If you are curious and turn it on, most things will work anyway. This post gives a concrete example illustrating what can go wrong if you do turn it on.
Let's say you have a multi-arity function f
(defn f
([a]
(prn a))
([a b]
(prn a b)))
and you define another function g
that calls it:
(defn g
[]
(f 1 2))
If you try (g)
at the REPL, it will print 1 2
.
Now, let's say you revise f
to be variadic:
(defn f
([a]
(prn a))
([a & [b]]
(prn a b)))
With this change, (g)
will still print 1 2
as expected.
But, let's try this with :static-fns
set to true
. Try it with your favorite ClojureScript REPL.
If you want to try this with Planck, you can simply re-launch it passing
-s
or--static-fns
as described in Planck Static Function Dispatch.
If you go through the same sequence, you will get an error indicating the following when you evaluate (g)
the second time:
cljs.user.f.cljs$core$IFn$_invoke$arity$2 is not a function.
This is the static dispatch to the 2-arity version of f
.
If you reverse the order of the definition of f
and g
, you will then get the opposite error:
cljs.user.f.cljs$core$IFn$_invoke$arity$variadic is not a function.

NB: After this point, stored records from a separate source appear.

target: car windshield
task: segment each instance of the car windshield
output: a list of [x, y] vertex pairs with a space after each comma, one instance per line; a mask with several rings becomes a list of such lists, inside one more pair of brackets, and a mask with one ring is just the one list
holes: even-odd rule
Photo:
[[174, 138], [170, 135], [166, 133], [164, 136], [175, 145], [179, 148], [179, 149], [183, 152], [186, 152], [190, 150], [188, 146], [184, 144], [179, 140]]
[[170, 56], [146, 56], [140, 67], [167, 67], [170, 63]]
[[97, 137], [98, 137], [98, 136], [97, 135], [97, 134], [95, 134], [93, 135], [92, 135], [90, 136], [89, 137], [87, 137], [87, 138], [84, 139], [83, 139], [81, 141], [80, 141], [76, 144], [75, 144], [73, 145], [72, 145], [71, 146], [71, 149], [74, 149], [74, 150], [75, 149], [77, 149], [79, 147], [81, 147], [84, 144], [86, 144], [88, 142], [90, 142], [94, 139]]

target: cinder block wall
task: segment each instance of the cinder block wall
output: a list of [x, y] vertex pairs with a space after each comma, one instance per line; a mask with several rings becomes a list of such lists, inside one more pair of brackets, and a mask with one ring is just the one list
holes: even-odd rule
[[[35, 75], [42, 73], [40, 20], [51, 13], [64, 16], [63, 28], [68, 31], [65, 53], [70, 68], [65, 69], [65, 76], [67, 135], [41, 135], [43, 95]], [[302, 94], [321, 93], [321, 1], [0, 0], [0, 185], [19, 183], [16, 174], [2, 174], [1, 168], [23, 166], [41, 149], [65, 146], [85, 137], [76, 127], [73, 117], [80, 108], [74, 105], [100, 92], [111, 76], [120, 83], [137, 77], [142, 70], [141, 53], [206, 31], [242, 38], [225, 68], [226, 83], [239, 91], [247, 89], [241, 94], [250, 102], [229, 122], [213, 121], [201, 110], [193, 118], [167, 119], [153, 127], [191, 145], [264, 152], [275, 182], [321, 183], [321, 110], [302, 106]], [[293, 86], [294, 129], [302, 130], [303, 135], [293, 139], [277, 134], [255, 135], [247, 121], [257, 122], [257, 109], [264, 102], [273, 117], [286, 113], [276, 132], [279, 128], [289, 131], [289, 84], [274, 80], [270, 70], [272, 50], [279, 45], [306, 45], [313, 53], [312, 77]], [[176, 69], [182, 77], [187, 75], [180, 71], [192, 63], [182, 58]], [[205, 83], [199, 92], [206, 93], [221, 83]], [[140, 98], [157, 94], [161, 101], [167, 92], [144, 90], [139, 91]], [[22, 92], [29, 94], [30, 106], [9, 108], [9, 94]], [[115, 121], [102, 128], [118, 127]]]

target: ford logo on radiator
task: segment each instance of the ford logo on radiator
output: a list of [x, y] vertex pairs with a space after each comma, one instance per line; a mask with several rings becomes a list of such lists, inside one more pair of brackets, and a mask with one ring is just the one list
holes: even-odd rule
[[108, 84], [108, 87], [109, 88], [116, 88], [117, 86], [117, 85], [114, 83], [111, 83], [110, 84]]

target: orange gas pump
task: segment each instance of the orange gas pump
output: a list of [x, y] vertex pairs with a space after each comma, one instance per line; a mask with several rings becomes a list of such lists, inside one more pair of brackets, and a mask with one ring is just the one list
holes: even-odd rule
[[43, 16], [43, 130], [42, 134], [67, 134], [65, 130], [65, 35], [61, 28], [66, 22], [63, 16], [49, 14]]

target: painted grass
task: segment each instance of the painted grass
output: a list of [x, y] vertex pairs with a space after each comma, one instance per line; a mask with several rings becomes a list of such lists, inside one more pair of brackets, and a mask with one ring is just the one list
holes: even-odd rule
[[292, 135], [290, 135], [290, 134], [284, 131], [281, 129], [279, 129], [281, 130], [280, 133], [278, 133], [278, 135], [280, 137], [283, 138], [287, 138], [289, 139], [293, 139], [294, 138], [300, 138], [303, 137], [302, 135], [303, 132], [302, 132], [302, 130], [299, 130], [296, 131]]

You can see these dispatch mechanisms statically embedded in the definition of g
if you look at its emitted JavaScript.
On the other hand, if you have :static-fns
disabled, then the code emitted for g
will involve
cljs.user.f.call(null,(1),(2))
which works under the re-definition of f
.
While this dispatch mechanism is slower, it affords you the dynamic-dispatch Lispy flexibility you take for granted while redefining things at the REPL.